By Lindsay McKay
During the winter months, the North is replete with darkness. Darkness invades and it pervades. It is resolute. For weeks on end, the only lights that continually shine are the stars and even the starts are no match for the endless empty space. The moon remains steadfast in the sky; reminding those below that the sun still exists—somewhere beyond the horizon it shines, unmoving. One’s helplessness against the darkness is founded on a forgetting. As winter trudges on, it is difficult to remember that summer will come. Eventually, the Northern Lands will be constantly bathed in a golden light. The Land of the Midnight Sun will shine once again. It is easy to forget that reality when the pitch and the wind work as one to saturate one’s bones with a heaviness that seemingly will not lift. The frigid air overwhelms one’s lungs and freezes one’s heart until it seems that it will beat no longer.

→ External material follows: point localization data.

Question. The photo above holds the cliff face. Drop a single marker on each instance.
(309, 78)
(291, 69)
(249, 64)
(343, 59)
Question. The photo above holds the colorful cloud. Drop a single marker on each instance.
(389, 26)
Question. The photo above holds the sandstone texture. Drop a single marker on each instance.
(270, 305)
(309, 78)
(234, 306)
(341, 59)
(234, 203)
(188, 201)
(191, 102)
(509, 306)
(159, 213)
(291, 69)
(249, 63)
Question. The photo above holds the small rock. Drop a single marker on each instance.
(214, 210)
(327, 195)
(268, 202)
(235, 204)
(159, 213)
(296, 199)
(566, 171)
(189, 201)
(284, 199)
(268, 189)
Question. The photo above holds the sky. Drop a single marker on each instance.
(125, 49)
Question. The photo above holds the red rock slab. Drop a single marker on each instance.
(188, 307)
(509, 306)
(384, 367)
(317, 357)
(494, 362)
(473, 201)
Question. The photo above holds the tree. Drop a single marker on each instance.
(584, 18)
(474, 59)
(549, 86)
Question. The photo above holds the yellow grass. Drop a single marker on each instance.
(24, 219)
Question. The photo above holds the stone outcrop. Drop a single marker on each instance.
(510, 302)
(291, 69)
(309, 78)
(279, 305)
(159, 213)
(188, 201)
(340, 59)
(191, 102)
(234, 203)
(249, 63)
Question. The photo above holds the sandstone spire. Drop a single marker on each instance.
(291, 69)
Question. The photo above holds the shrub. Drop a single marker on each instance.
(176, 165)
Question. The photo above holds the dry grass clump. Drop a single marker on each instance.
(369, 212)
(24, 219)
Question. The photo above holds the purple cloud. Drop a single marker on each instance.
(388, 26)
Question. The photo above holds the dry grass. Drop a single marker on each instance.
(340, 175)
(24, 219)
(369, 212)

It is common to wonder why one would choose to live in such a deeply dark, cold place. Until one night, the endless black is broken. Great Lights breaks free from somewhere that is unseen. At first, just a whisper of green, the Lights soon begins to grow. They bathe the dark Land in a magical luminescence, which flows between the sparse trees and over the vast, frozen lakes, into the igloos and the teepees, the houseboats and the plywood cabins, into the houses and the apartment buildings. Their radiance is awesome to behold: green, purple, white, blue, red, yellow—the spectrum is endless. The Lights move and dance across the sky, calling, “Here is Life! Here is Life! Northern Lands, come live again!” As the Aurora Borealis streaks across sky, something magical happens: people come out of their homes and answer the intoxicating call of the Lights. The bright colours of night burn bright and true overhead, feedings hearts with Light that had been absent for so long. The Lights rouse something in the people that live beneath them: hope. The people of the Northern Lands breathe in Life once again.

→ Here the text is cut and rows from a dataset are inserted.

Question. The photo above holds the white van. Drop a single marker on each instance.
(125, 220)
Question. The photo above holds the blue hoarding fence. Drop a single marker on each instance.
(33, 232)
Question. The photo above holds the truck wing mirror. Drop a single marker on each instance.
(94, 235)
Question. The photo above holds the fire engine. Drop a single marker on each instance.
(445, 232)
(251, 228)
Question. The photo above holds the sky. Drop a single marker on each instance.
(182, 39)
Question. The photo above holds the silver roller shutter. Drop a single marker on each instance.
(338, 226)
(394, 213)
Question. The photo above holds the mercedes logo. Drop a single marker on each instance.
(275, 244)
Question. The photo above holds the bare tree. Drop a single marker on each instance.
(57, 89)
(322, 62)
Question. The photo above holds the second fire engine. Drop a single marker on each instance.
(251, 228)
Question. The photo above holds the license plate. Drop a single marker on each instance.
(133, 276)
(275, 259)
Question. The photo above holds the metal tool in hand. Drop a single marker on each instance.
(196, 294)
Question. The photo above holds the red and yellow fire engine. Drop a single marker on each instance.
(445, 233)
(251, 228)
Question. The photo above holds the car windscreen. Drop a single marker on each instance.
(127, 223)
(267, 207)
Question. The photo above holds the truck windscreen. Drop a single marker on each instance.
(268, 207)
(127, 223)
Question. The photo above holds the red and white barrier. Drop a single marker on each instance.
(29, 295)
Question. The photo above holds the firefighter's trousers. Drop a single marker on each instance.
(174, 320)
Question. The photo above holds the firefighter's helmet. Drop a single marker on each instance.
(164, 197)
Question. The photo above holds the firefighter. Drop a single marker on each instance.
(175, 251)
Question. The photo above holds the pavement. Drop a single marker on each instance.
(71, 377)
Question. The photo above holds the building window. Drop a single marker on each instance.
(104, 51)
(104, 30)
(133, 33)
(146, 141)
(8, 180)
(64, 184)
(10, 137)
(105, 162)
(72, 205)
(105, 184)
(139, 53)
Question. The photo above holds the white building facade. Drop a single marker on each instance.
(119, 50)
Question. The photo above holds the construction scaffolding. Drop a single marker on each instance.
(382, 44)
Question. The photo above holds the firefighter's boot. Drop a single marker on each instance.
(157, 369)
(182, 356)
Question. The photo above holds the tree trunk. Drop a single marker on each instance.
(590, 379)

Like Penelope’s tapestry, however, the Lights must unravel and retreat back into the indefinable, cavernous darkness that they came from. It is at once extremely disappointing and indescribably wonderful to watch the Aurora leave again. I can only describe the Northern Lights as a gift from God during the interminable darkness of winter. They are a display of Love that is unique and beautiful. The darkness is a strange incubator of the Northern Lights, for they are a gift that can only come in the midst of extreme darkness. Indeed, as they take flight, they are ultimately a reminder that light only exists in contrast to the darkness. Without the darkness and its great mysteries, we would not be able to fully appreciate the gift of Lights.